Spent a quiet morning in Dalkeith before packing up and heading out to my hotel at the airport. My cab ride was interesting as my driver was a Scotsman who was heading to New York City for a visit. I shared some tips I had on staying in NYC and he reciprocated with information about Edinburgh.
Our next group stop was the National Archives of Scotland. This handsome "purpose built" building now houses the Archives and the Scotlands People Centre and features a beautiful dome designed by Adam. Our guide was the charming and personable Margaret MacBride who shared loads of information with us. Ms. MacBride told us that the Archives maintain "over 70 kilometres of shelving, [with items from] from the 12th century to the 21st century ". These bibliographic records include court and legal documents, wills and testaments, maps, photographs, plus much more. This centre is used by writers, genealogists from all over the world, and "interested citizens". Ms. MacBride also shared information with us about websites operated by the NAS, including www.scotlandspeople.gov.uk and www.tartanregister.gov.uk.

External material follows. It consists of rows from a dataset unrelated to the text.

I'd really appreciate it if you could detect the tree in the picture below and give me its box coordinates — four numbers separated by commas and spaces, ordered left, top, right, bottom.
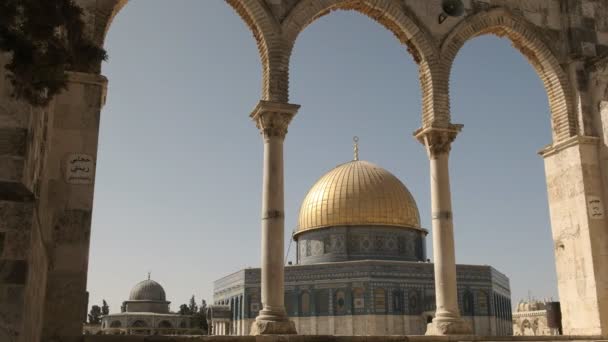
101, 299, 110, 316
89, 305, 101, 324
0, 0, 107, 106
179, 304, 190, 316
198, 299, 209, 333
188, 295, 198, 315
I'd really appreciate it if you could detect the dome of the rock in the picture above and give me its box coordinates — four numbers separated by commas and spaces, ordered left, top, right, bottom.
296, 160, 420, 235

Several treasures from the collection were displayed for our perusal. These included papers from a suffragette, loans made to Scots natives who purchased land in the United States (specifically in Mississippi in honor of our class), and court records from the hearings and trial of the infamous duo of Burke and Hare who were responsible for many murders in the Edinburgh area. The pair then profited by selling the corpses to the medical college for dissection purposes.
After an interesting session at the NAS, Jessica, Christina and I walked through Edinburgh to the Hard Rock Cafe. It was nice to relax with a big Coke in an ice-filled glass and enjoy the memorabilia and good food featured at the HRC. The bus carried me back to my airport hotel where I prepared to head to back to London.